However, human perceptions of water quality do not necessarily align well with actual water quality.58 Beyond this, people can use factors such as branding and prestige as a proxy for water quality,59 as is often the case with bottled water consumption in weak regulatory regimes.60 Water quality perceptions may be situational and contingent, such as how people manage the trade-off between potability and taste.61 New methods are needed to systematically capture how people actually perceive water and make allocation decisions based on perceived water qualities, including the operationalisation of social and moral meanings.62 Such measures of perceived quality could help improve on-the-ground efficiencies in water allocation and use, especially in communities in which multiple water sources of varying quality are used to improve water resiliency. Both objective and subjective measures of water quality—and especially their relative divergence—can thus be important components of water insecurity measurement and present opportunities for community engagement and health education related to water issues.

Conclusion

Household and individual-scale water insecurity metrics have played an important role in highlighting and amplifying discussions around sociobehavioural and non-communicable drivers of water insecurity that hinder human development, and are increasingly being used around the world to inform water provision programmes. But these water insecurity metrics have significant limitations that cap their potential. We propose new, theoretically grounded, easy-to-use measures that can capture the relationships between water insecurity experiences, severity, adaptation and resilience. These measures can better assist water programmes in identifying a community’s most urgent types of water disruptions, subsequent (mal)adaptive behaviour changes and the components of resilience (eg, human and social capital) that underpin sustainable water solutions. They will also open new pathways for significant theoretical advances in academic research on water insecurity, including better addressing water inequalities. Other aspects of water insecurity, such as multidimensionality, affordability and perceptions of quality, will be more challenging to measure cost-effectively, but also warrant ongoing efforts to find solutions.

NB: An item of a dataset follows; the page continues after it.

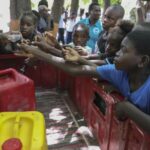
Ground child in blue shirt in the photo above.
[18,23,150,133]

Finally, most applications of household water insecurity scales have addressed individual communities or cities with the intent of providing rich microdata to municipal authorities. Future projects should consider deploying regional-level sampling frames with the intent of providing mesoscale evidence to assist regional stakeholders within or between nations. We hope these research strategies will advance more precise metrics of household water insecurity, help improve item weighting schemes and enable translation into interventions that build resilience to individuals’ and households’ most severe experiences. Such research programmes would be better-positioned to identify and address intersecting challenges such as food and other resource insecurities, WASH inequities, and roles for community-driven solutions to improve WASH interventions and policy.